20 C.F.R. §§ 404.970(a), 416.1470(a).

Relevant to this last circumstance, 20 C.F.R. §§ 404.970(b), 416.1470(b) state:

[T]he [AC] will only consider additional evidence under paragraph (a)(5) of this section if you show good cause for not informing us about or submitting the evidence as described in § 404.935 because: (1) Our action misled you; (2) You had a physical, mental, educational, or linguistic limitation(s) that prevented you from informing us about or submitting the evidence earlier; or (3) Some other unusual, unexpected, or unavoidable circumstance beyond your control prevented you from informing us about or submitting the evidence earlier. . . .

Ms. Hudson has not presented argument in support of any of these scenarios. Nevertheless, the AC indicated in its denial of review that it had considered the post-ALJ decision medical source statement and determined that there was not a reasonable probability that its consideration by the ALJ would change the ALJ's decision, as would be required for the AC to review the case under 20 C.F.R. §§ 404.970(a)(5), 416.1470(a)(5).

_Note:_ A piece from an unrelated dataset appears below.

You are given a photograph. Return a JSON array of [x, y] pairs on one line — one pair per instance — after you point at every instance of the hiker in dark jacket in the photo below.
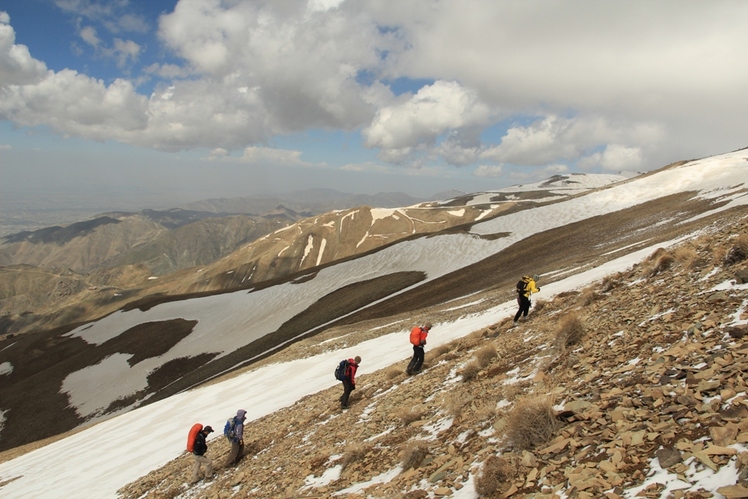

Consequently, the AC adequately considered the October 1, 2016 medial source statement and applied the correct legal standards in denying review of the ALJ's finding that Ms. Hudson was not disabled.

V. CONCLUSION

For these reasons, the decision of the Commissioner is supported by substantial evidence and does not contain reversible error. Accordingly and upon consideration, it is RECOMMENDED that:

(1) The Commissioner's decision be AFFIRMED and the case be DISMISSED, with each party bearing its own costs and expenses; and (2) The Clerk of Court enter final judgment in the Commissioner's favor consistent with 42 U.S.C. §§ 405(g) and 1383(c)(3).

FootNotes


1. "Residual functional capacity, or RFC, is a medical assessment of what the claimant can do in a work setting despite any mental, physical or environmental limitations caused by the claimant's impairments and related symptoms." Peeler v. Astrue, 400 F. App'x. 492, 493 n.2 (11th Cir. Oct. 15, 2010).
2. "Light work involves lifting no more than 20 pounds at a time with frequent lifting or carrying of objects weighing up to 10 pounds. Even though the weight lifted may be very little, a job is in this category when it requires a good deal of walking or standing, or when it involves sitting most of the time with some pushing and pulling of arm or leg controls. To be considered capable of performing a full or wide range of light work, you must have the ability to do substantially all of these activities. If someone can do light work, we determine that he or she can also do sedentary work, unless there are additional limiting factors such as loss of fine dexterity or inability to sit for long periods of time." 20 C.F.R. §§ 404.1567(b), 416.967(b).
3. With respect to the x-ray referenced in Ms. Hudson's reply brief, the ALJ specifically considered the x-ray at issue in his RFC assessment. (See Tr. 32). Ms. Hudson has not provided any argument as to why this x-ray is subject to further consideration.